8. In the past 40 years, 74 miners have died after being overpowered by fumes that can suddenly swirl from fissures in the rock. The poisonous clouds are not steam, but hydrogen sulphide and sulphur dioxide gases so concentrated they burn the eyes and throat, and can eventually dissolve the miners' teeth
9. Pipes are driven into the fissures in the rock to extract sulphur from the bowels of the mountain. It is blood red when molten, and turns yellow as it cools and solidifies.
10. The miners break the cooled sulphur into chunks, and load up their wicker baskets for the 200 metre climb back up out of the crater
11. Each man carries up to twice his body weight from the crater to the weighing station part way down the mountain.

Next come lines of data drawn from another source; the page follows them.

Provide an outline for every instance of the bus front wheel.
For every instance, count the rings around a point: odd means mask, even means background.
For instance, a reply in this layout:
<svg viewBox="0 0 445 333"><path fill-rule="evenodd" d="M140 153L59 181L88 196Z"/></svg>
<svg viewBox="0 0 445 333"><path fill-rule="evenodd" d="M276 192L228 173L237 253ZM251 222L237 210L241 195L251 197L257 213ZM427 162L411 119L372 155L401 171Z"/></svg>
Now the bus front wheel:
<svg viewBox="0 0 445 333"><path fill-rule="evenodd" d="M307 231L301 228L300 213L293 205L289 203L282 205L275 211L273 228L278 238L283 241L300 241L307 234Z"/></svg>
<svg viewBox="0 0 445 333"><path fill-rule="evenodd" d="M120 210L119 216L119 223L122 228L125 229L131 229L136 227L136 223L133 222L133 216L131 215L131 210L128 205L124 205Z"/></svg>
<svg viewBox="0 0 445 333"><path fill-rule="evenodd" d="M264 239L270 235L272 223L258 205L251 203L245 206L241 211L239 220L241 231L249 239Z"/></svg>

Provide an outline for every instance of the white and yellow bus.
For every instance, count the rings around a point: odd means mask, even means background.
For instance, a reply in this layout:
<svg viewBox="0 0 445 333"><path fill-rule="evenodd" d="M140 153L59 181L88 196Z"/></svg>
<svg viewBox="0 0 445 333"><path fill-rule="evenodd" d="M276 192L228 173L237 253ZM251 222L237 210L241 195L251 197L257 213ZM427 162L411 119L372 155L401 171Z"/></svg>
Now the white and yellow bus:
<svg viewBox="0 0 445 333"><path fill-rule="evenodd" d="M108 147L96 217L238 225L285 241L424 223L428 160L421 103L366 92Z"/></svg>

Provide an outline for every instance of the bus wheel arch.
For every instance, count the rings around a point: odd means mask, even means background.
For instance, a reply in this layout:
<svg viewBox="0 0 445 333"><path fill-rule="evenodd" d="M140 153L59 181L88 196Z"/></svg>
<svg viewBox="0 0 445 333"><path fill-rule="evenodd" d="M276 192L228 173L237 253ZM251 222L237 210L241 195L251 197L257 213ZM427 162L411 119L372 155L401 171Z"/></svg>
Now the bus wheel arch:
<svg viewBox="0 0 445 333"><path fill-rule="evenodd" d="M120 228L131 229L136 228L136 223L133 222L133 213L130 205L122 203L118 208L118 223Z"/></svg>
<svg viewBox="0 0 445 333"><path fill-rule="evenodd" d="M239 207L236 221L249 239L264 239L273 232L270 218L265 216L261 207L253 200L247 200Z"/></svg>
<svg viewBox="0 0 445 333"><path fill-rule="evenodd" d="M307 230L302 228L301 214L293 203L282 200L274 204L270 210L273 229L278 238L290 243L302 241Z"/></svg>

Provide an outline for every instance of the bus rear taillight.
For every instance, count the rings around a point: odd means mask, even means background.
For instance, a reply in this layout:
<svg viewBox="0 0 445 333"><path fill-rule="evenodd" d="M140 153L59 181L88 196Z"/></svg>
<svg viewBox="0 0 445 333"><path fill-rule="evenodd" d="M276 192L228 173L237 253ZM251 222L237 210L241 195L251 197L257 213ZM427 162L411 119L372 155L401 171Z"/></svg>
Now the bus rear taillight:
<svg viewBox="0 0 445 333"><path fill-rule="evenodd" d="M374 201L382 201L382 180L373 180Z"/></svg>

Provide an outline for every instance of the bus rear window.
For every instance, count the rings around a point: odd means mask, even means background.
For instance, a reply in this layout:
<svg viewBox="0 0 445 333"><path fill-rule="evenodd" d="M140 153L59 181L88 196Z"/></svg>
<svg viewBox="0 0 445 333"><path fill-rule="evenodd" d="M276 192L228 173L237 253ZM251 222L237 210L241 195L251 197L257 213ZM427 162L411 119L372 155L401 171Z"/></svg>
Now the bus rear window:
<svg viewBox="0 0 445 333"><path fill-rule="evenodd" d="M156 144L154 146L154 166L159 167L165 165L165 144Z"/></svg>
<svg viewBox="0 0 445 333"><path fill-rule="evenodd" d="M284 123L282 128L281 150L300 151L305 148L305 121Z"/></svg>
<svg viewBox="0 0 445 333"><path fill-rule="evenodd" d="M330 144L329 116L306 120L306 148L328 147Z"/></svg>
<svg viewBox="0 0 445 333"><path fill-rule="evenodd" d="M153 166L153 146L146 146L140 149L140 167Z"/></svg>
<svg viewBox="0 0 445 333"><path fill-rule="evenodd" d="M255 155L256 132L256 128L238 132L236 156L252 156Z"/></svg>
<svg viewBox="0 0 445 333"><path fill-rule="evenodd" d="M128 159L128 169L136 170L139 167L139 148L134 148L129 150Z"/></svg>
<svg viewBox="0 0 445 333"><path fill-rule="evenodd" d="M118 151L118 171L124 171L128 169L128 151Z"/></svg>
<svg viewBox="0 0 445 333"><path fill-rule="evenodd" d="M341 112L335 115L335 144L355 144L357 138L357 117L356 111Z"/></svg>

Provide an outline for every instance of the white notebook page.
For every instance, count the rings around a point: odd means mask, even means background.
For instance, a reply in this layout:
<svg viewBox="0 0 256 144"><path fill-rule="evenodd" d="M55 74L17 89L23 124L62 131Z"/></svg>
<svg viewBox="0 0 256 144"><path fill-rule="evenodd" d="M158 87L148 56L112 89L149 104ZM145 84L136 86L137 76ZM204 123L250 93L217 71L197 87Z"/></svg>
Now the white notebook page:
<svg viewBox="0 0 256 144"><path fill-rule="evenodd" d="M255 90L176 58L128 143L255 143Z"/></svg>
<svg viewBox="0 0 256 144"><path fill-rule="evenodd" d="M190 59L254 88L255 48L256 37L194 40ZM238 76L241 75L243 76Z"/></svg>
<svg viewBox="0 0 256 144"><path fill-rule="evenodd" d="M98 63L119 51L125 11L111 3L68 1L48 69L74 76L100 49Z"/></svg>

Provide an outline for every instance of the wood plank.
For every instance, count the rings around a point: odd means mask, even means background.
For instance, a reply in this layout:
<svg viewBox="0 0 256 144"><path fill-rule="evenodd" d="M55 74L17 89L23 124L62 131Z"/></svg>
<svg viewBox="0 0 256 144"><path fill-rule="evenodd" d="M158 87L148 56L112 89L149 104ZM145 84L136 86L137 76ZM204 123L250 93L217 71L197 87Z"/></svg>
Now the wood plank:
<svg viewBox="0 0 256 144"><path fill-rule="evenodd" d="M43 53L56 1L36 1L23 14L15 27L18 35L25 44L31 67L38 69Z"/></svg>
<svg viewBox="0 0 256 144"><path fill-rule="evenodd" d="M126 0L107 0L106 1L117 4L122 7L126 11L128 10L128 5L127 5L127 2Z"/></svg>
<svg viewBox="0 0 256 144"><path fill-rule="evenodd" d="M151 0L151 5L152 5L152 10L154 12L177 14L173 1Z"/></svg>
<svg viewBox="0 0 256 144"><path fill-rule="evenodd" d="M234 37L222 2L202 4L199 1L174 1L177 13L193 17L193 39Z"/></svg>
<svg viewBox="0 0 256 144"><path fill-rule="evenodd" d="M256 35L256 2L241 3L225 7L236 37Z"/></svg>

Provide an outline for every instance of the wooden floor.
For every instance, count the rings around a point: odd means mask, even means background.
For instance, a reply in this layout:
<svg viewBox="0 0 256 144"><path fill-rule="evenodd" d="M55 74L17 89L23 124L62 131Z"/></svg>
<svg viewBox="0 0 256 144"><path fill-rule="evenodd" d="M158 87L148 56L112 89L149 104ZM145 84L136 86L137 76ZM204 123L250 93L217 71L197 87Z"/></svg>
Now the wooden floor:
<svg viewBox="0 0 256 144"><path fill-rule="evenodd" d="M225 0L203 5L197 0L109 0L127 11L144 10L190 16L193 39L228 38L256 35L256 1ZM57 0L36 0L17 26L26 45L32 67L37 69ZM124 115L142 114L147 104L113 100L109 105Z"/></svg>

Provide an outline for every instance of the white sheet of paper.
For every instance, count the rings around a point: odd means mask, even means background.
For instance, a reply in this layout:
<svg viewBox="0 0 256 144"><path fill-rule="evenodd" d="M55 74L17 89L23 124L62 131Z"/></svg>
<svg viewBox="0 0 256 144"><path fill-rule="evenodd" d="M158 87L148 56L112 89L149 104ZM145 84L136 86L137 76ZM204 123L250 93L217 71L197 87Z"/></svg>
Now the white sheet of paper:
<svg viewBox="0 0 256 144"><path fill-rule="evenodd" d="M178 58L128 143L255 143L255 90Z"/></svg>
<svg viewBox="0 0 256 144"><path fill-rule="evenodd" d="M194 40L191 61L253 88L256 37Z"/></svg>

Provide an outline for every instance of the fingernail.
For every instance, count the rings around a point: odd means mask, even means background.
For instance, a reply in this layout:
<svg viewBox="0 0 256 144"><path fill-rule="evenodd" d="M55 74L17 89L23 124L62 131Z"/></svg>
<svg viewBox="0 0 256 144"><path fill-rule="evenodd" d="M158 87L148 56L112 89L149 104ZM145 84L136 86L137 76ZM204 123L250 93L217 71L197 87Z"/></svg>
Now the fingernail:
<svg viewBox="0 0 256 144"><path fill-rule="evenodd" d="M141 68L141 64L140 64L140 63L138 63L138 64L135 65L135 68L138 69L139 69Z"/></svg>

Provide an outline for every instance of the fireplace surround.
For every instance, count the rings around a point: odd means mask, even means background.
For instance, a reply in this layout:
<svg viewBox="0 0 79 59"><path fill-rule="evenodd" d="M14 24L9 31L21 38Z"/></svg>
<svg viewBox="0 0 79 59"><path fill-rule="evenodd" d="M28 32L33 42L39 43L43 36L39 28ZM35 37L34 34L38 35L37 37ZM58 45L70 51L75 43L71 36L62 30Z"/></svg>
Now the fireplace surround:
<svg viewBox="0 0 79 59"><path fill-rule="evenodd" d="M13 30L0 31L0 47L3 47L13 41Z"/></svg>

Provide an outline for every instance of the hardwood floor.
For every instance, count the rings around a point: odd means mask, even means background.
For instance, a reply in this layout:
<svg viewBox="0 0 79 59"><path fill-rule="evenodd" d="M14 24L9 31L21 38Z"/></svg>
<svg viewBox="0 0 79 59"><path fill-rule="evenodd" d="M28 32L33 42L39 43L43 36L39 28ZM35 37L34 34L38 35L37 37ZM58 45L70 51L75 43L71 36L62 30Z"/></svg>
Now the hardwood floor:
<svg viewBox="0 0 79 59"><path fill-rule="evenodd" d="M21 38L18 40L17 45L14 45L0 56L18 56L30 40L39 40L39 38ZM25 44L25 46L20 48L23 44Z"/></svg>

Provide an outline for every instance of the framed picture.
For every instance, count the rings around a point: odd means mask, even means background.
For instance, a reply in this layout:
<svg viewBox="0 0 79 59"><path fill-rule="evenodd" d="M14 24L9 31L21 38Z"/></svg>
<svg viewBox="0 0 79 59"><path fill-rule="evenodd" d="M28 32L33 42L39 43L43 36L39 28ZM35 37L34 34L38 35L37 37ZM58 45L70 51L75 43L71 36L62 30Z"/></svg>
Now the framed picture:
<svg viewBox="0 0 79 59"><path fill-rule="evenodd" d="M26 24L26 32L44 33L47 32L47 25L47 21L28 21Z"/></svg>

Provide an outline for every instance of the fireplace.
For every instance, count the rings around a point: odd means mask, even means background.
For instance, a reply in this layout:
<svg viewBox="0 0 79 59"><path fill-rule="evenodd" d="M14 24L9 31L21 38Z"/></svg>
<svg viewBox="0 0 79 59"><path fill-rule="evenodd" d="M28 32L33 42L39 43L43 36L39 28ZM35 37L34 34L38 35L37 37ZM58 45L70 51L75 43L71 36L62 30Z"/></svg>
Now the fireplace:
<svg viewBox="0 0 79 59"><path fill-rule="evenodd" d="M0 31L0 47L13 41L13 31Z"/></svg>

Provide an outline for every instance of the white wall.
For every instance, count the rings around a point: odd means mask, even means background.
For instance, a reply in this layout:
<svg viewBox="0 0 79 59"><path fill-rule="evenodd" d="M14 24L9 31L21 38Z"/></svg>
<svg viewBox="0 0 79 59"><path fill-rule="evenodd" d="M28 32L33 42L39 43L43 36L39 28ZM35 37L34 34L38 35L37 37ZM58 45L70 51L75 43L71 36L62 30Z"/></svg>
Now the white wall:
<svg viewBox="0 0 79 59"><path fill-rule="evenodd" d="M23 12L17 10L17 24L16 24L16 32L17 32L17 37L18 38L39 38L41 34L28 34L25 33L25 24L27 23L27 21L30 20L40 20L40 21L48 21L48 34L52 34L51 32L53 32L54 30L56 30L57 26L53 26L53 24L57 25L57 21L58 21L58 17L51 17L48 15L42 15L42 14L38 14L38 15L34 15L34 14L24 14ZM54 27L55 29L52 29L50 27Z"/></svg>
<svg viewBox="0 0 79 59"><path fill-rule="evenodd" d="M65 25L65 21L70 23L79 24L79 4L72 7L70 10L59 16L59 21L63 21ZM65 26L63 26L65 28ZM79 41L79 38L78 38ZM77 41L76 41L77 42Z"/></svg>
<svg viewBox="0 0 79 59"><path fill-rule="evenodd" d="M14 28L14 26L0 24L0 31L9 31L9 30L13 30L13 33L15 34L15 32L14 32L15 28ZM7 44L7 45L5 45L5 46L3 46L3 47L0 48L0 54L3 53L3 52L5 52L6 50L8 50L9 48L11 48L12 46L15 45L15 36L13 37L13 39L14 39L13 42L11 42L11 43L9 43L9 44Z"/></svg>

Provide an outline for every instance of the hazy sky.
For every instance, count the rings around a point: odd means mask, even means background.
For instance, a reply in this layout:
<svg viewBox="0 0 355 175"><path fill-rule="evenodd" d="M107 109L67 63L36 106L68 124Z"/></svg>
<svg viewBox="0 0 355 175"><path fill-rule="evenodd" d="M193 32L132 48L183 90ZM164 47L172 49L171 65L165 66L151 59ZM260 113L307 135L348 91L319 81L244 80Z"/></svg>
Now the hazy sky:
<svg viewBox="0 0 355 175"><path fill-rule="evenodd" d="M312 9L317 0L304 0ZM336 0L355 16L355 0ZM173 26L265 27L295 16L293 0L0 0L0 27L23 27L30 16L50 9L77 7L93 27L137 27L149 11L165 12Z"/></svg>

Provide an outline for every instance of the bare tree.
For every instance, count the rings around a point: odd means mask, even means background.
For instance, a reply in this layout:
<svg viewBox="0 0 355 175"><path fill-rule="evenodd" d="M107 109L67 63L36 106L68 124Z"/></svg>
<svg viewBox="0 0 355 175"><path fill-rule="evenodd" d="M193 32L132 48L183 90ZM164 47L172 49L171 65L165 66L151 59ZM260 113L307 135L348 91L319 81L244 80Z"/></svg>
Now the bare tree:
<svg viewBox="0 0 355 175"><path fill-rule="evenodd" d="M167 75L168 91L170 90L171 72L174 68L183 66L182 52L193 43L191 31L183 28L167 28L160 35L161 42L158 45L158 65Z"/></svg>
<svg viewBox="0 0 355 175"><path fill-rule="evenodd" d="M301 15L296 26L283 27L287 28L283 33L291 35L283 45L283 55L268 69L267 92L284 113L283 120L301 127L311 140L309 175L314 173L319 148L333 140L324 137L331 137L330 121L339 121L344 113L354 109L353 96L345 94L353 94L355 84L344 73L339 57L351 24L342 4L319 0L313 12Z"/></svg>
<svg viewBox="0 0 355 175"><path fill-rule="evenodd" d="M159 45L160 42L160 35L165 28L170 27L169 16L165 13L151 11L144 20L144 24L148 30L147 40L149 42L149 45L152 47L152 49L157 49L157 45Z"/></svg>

12. The work takes a toll on their bodies. But their bodies have, in turn, adapted. Many can hold their breath for extended periods and some have hyper-developed shoulder muscles from years of lugging heavy baskets up and down the mountain, says BBC researcher Dina Mufti. "Our families worry when we come here. They say working here can shorten your life," says Hartomo, 34, a sulphur miner for 12 years. "I do it to feed my wife and kid. No other job pays this well," adds Sulaiman.